A view from the melting pot

Richard Rodriguez

Richard Rodriguez was born July 31, 1944 into a Mexican immigrant family in San Francisco, California. He spoke Spanish until he went to a Catholic school at age six. As a youth in Sacramento, California, he attended Don Bosco High School.

Rodriguez received a B.A. from Stanford University, an M.A. from Columbia University, was a Ph.D. candidate in English Renaissance literature at the University of California, Berkeley, and attended the Warburg Institute in London on a Fulbright fellowship. A noted prose stylist, Rodriguez has worked as a teacher, international journalist, and an educational consultant, in addition to writing, lecturing and appearing regularly on the PBS program, The NewsHour with Jim Lehrer, for which he received the 1997 George Foster Peabody Award.

Rodriguez’s books include Hunger of Memory: The Education of Richard Rodriguez (1981), a collection of autobiographical essays; Mexico’s Children (1990); Days of Obligation: An

Argument With My Mexican Father (1992), which was nominated for the Pulitzer Prize; and Brown: The Last Discovery of America. In addition, he has been published in The American Scholar, Change, College English, Harper's Magazine, Mother Jones, and Time.

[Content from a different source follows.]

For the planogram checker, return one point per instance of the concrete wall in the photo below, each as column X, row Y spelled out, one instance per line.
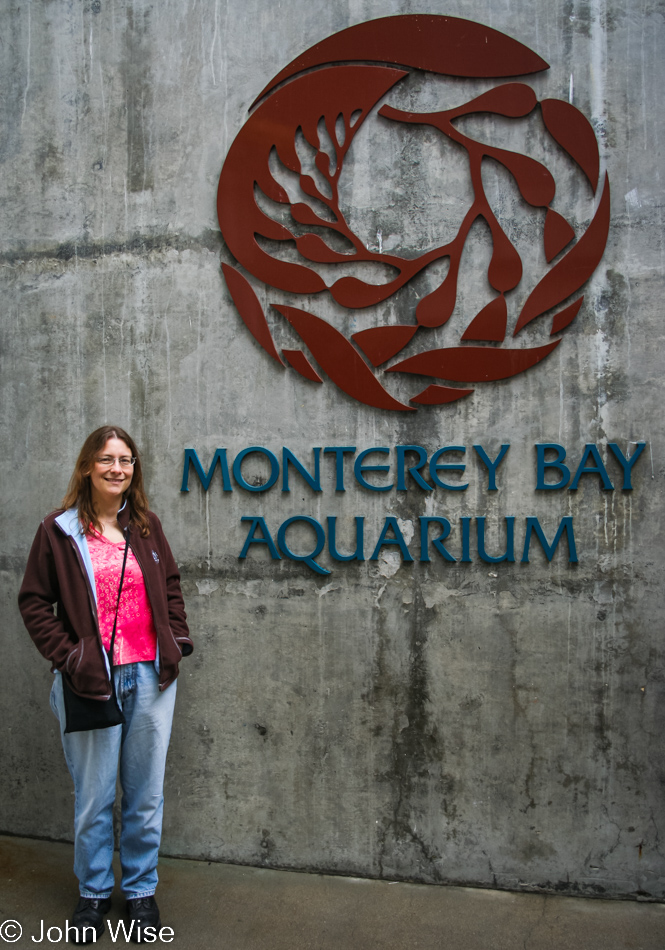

Instead of pursuing a career in academia, Rodriguez suddenly decided to freelance write and pursue other temporary jobs. His first book, Hunger of Memory: The Education of Richard Rodriguez, was published in 1981. It was an account of his journey from being a "socially disadvantaged child" to becoming a fully assimilated American, from the Spanish-speaking world of his family to the wider, presumably freer, public world of English. But the journey was not without costs: his American identity was only achieved after a painful separation from his past, his family, and his culture. "Americans like to talk about the importance of family values," says Rodriguez. "But America isn't a country of family values; Mexico is a country of family values. This is a country of people who leave home." While the book received widespread critical acclaim and won several literary awards, it also stirred resentment because of Rodriguez's strong stands against bilingual education and affirmative action.